Wal-Mart: Comps Improving

Wal-Mart: Comps Improving

BENTONVILLE, Ark. Wal-Mart Stores here said last week comparable sales at its U.S. locations were positive in July, August and September, though company officials stopped short of indicating whether its third quarter would end a string of 10 straight quarters of negative comps. July was part of the second quarter, and while comps were positive for the two months that followed, the company said it

BENTONVILLE, Ark. — Wal-Mart Stores [4] here said last week comparable sales at its U.S. locations were positive in July, August and September, though company officials stopped short of indicating whether its third quarter would end a string of 10 straight quarters of negative comps.

July was part of the second quarter, and while comps were positive for the two months that followed, the company said it has not indicated what comps were for October — information that will be reported along with third-quarter results on Nov. 15.

The company said traffic is trending better but is still not positive.

“We've made substantial [sales] progress in our U.S. business,” Bill Simon, president and chief executive officer of U.S. stores, said, “and while the transition is not coming as fast as we would like, our initiatives are starting to take hold, and progress is now visible.

“For example, efforts like adding back assortments and bringing back Action Alley have delivered improvements of 75 to 100 basis points — led by food, which has seen a 100-basis-point improvement.”

Mike Duke [5], president and CEO of Wal-Mart Stores, said the company plans to reduce expenses as a percentage of sales over the next five years by 100 basis points or more and to lower gross margins, with most of the savings invested in lower prices.

In terms of store growth, Wal-Mart plans to become more aggressive in opening new stores in areas where it already has medium to high market shares in an effort to avoid cannibalization by competing stores, the company said.

“Cannibalization can impact us,” Simon pointed out. “For example, in the Dallas-Fort Worth market, we had a great market share, but when we slowed growth to avoid self-cannibalization, the competition grew by 300 openings.

“So the choice is to cannibalize ourselves or get eaten up by someone else, and we've determined we need to build a competitive number of stores in some of our strong markets to grow our share.”

Karen Roberts, president of Walmart Realty, said the company plans to open new supercenters next year in some of its strongest markets, including Tulsa, Oklahoma City and Baton Rouge.
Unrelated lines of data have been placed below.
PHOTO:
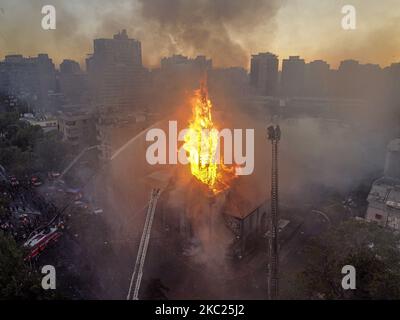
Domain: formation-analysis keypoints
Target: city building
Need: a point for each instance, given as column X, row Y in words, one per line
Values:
column 316, row 82
column 264, row 73
column 116, row 75
column 384, row 197
column 292, row 81
column 77, row 127
column 73, row 82
column 32, row 79
column 46, row 122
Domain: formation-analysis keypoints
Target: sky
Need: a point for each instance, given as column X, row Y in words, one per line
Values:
column 228, row 31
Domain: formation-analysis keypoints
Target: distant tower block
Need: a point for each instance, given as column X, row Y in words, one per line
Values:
column 392, row 166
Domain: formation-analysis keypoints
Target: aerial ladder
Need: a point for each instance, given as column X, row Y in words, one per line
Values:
column 136, row 278
column 274, row 135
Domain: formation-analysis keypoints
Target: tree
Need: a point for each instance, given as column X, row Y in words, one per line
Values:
column 17, row 279
column 371, row 249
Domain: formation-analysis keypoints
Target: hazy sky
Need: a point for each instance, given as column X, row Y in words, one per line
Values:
column 227, row 30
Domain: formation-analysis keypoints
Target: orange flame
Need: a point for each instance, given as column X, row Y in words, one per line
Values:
column 201, row 145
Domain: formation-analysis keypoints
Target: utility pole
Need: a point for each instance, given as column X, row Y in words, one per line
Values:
column 274, row 135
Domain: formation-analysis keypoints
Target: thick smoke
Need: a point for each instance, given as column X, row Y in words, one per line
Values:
column 219, row 29
column 209, row 27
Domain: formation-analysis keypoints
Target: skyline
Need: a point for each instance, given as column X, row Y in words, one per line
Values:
column 230, row 33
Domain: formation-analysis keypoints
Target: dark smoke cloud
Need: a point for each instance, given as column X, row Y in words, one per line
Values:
column 217, row 28
column 208, row 26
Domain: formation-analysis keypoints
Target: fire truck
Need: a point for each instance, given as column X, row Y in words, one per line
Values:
column 38, row 242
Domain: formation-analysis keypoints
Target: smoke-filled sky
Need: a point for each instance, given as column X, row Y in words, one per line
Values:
column 228, row 31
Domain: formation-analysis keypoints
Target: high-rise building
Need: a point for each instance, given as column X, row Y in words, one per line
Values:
column 264, row 73
column 349, row 79
column 293, row 72
column 73, row 82
column 316, row 83
column 115, row 72
column 32, row 79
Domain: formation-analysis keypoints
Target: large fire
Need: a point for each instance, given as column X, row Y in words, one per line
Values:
column 201, row 145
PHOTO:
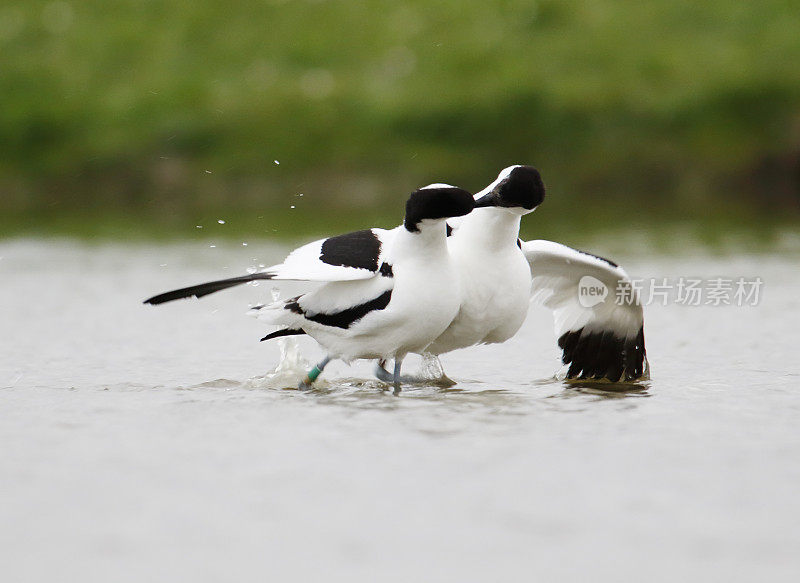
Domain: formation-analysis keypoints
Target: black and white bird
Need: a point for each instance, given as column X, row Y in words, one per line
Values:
column 387, row 292
column 500, row 275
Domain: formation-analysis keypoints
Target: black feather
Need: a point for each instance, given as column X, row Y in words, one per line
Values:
column 203, row 289
column 284, row 332
column 602, row 354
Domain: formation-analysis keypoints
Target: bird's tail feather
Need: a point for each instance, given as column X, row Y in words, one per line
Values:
column 203, row 289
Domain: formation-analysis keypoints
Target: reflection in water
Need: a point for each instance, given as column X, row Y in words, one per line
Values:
column 606, row 389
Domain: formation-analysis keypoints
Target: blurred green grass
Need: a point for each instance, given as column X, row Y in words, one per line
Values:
column 151, row 116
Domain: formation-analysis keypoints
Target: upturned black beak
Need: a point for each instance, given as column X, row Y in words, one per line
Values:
column 487, row 200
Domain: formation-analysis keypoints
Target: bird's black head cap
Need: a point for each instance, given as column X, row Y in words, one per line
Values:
column 515, row 187
column 438, row 201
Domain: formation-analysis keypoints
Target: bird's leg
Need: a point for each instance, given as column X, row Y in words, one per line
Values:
column 312, row 375
column 430, row 363
column 398, row 363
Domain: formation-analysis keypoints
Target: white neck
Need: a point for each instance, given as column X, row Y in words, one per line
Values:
column 431, row 237
column 490, row 228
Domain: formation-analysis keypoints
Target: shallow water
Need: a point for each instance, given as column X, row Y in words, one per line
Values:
column 140, row 443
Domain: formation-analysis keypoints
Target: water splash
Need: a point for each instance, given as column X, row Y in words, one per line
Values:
column 291, row 368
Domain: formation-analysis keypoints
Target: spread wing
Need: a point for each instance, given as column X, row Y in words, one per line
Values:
column 598, row 315
column 350, row 257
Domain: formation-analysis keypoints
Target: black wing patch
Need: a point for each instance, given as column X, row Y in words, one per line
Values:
column 386, row 270
column 284, row 332
column 603, row 355
column 345, row 318
column 204, row 289
column 360, row 249
column 603, row 259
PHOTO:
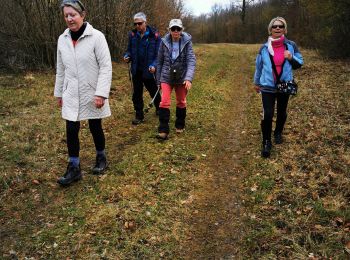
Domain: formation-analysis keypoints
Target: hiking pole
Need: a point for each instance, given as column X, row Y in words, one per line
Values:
column 150, row 105
column 130, row 79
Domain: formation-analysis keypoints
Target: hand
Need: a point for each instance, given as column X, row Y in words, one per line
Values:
column 99, row 101
column 59, row 102
column 287, row 55
column 187, row 84
column 152, row 69
column 257, row 88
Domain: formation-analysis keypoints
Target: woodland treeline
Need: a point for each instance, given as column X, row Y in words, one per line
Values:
column 318, row 24
column 29, row 29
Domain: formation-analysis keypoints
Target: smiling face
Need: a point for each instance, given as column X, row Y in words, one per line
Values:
column 140, row 25
column 277, row 29
column 175, row 32
column 73, row 18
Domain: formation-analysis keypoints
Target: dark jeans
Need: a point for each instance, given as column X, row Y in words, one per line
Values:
column 72, row 130
column 137, row 97
column 269, row 100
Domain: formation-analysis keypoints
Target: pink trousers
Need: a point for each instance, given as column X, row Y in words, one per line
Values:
column 180, row 92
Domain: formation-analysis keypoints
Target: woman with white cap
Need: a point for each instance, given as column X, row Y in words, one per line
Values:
column 274, row 64
column 83, row 80
column 175, row 70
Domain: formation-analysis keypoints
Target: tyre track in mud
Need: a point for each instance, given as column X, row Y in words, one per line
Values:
column 214, row 221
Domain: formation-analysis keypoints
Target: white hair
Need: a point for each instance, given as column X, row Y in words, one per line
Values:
column 140, row 15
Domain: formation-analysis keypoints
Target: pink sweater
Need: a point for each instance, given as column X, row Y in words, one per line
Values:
column 278, row 58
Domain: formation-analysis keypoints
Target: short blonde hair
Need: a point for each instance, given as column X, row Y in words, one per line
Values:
column 278, row 18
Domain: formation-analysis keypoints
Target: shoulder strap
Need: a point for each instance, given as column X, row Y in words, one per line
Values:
column 278, row 76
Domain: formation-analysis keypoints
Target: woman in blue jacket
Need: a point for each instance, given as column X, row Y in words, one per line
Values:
column 286, row 57
column 175, row 70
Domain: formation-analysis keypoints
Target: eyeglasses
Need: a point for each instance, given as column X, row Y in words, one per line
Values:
column 281, row 26
column 176, row 28
column 64, row 2
column 139, row 23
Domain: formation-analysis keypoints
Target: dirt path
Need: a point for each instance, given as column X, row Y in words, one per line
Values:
column 214, row 223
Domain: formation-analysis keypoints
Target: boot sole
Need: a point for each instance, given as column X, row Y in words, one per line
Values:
column 78, row 178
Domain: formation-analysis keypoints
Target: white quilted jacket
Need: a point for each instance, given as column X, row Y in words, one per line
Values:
column 83, row 71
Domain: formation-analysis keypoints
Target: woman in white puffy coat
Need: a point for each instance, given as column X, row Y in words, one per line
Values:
column 83, row 80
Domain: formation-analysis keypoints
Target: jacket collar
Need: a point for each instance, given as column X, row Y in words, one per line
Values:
column 88, row 31
column 151, row 31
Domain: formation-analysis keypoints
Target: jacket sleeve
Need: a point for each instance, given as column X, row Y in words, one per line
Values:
column 297, row 59
column 160, row 62
column 157, row 44
column 258, row 69
column 191, row 62
column 59, row 74
column 103, row 58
Wal-Mart also plans to add six more Walmart Express locations this year to the five it already has, “with a further rollout dependent on what we learn,” Roberts said.

The chain's five Express units — stores of 10,000 to 15,000 square feet, with 13,500 SKUs — include three in northwest Arkansas and one each in North Carolina and Chicago.

Simon said Wal-Mart expects to open approximately 20 more Express stores next year, including several units in an undisclosed high-density market, “to see how they perform against each other and how competition reacts.”

Overall, Wal-Mart said it expects to allocate $13 billion to $14 billion a year for capital expenditures in fiscal 2012 and 2013, compared with $12.7 billion this year.

It plans to open between 117 and 120 large-format stores next year and 130 to 135 the following year, compared with 153 this year, including 43 upgrades to supercenters; 24 to 30 medium and small-format stores next year and between 80 and 100 more in 2013, compared with one this year; and eight to 10 Sam's Clubs in 2012 and 10 to 15 in 2013, compared with nine this year.

In a separate presentation during the daylong meeting, Eduardo Castro-Wright, vice chairman, said Wal-Mart is testing same-day food deliveries at a single store in the San Francisco area. “We've had terrific results since we launched it several months ago, with 70%-plus repeat business, which is an awesome number.

“But whether we expand it to 10 stores or 1,000 stores depends on whether we can make money from it.”